Or in another example, the introduction of the automobile completely eliminated the jobs of carriage makers, but resulted in a whole lot of new jobs for auto-body makers. As car prices dropped, the demand for cars grew, and there were more jobs for auto-body makers. In 1895 there were only four cars officially registered in the U.S. Little more than 20 years later in 1916, 3.6 million were registered causing numerous entrepreneurs and inventors (GM, Ford, Olds Motor Company, Cadillac, Chevrolet) to plunge into the auto-making business (Bessen 2016).
The development of Spinning Mule technology in the 18th century also resulted in the loss of a particular type of job, but increase in another. Without the Spinning Mule it would take a worker over 50,000 hours to spin 100lbs of cotton manually. However, by the latter part of the 18th century it took only 300 hours to spin the same amount with the Spinning Mule and only 135 hours via a self-acting mule. By the 19th century, almost 98% of weaving was automated, but the number of weaving jobs actually increased (Bessen 2015). The reason for this enigmatic result was that automation drove the price of cloth down, resulting in cloth being used in all sorts of ways, increasing demand and overall job growth in the weaving industry.
In the field of financial services, a similar dynamic demand response was seen when the number of ATMs increased from 100,000 to 400,000 between 1995 and 2010. As the cost of operating branches decreased, it enabled banks to open more branches, increasing in the number of jobs for bank tellers. And interestingly, the role of the bank tellers changed to focus more on the relationship with the customer (Bessen 2016). Their ability to market and their interpersonal skills in dealing with customers became more important than the skill of counting out notes.
Self-service kiosks have similarly intriguing effects on customer behavior. For instance in some fast food restaurants customers spend more money on add-ons, drinks etc as they do not feel guilty asking the computer, and the technology doesn’t forget to ask!
However self-service kiosks are not as successful in grocery stores as they shift the work to the customer and require the customer to do a type of work that they may not expect to do, want to do or even be able to do.
In the end, we are social creatures and social interactions make us happier. Technology can help smooth out the rough edges of these types of interactions in unpredictable ways, but cannot fully replace them. Thus complete automation is unlikely. Looking at historic examples, what is more likely is an increase in partial automation occurring alongside the opening up of new jobs and roles for humans. We will have to find new ways to work alongside machines, and retool our skill-sets regularly.
In the words of the Red Queen in Alice in Wonderland, “…it takes all the running you can do, to keep in the same place.”
But lifelong learning need not seem burdensome. Video game playing statistics show that we like novelty, challenges, and developing new skills and competencies -- when they are presented like video games! What this means for non-game learning environments is that it should be easy to get started, feedback should be personalized and rapid, failure should be private and success should be public, the reason for acquiring the skills should be powerful and there should be meaningful social and physiological elements to the learning experience. When the stars align, self-directed learning is fun. And this is what we need today.

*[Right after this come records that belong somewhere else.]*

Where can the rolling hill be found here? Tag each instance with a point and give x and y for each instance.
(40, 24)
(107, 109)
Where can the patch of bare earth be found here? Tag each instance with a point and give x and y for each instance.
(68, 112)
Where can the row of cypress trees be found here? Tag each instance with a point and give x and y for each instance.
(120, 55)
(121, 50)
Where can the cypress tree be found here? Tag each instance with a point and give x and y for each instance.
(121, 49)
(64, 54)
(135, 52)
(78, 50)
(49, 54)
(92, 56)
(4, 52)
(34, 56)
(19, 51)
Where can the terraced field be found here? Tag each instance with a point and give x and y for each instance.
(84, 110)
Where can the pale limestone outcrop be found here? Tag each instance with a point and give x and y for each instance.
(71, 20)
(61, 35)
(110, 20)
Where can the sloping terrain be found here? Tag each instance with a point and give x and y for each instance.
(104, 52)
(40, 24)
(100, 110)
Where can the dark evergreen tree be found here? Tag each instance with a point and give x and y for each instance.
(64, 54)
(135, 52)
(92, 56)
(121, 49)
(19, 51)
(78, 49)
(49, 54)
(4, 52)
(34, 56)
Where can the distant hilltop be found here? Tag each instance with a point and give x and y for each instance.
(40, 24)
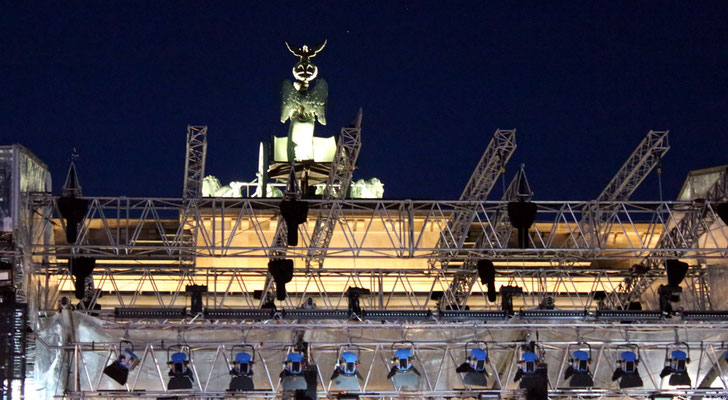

We also need to model lifelong curiosity and learning for our children, and we need to take tangible steps towards understanding the key elements of Artificial Intelligence. Even basic familiarity with these elements will give a sense of empowerment and confidence. And more importantly our children need to embrace the new normal of lifelong learning. Programmers do this all the time to stay up to date. Now other disciplines need to adopt this perspective, especially jobs in trucking and possibly even coal mining.
NVIDIA is one of the leaders in Artificial Intelligence -- specifically, a subset called Deep Learning, where machines learn based on algorithms as well as their own experiences/interactions with large data sets. Recently they did something unusual. They partnered with a STEM education nonprofit - Iridescent - and opened up their signature developer conference - GTC - to 200 local high school students to work closely with NVIDIA experts and learn more about parallel processing, neural networks and self-driving cars.
Students were faced with three different challenges - to create a physical network that classifies different types of information by sending data through different nodes; to build a system of circuits to simulate sensors and rapid decision making similar to that in a self-driving car; and to work in teams to create a physical parallel processing system that could sort objects quickly and accurately using multiple channels. All design challenges used very simple materials, but brought to life some of the core concepts underlying parallel computation, neural networks and autonomous vehicles.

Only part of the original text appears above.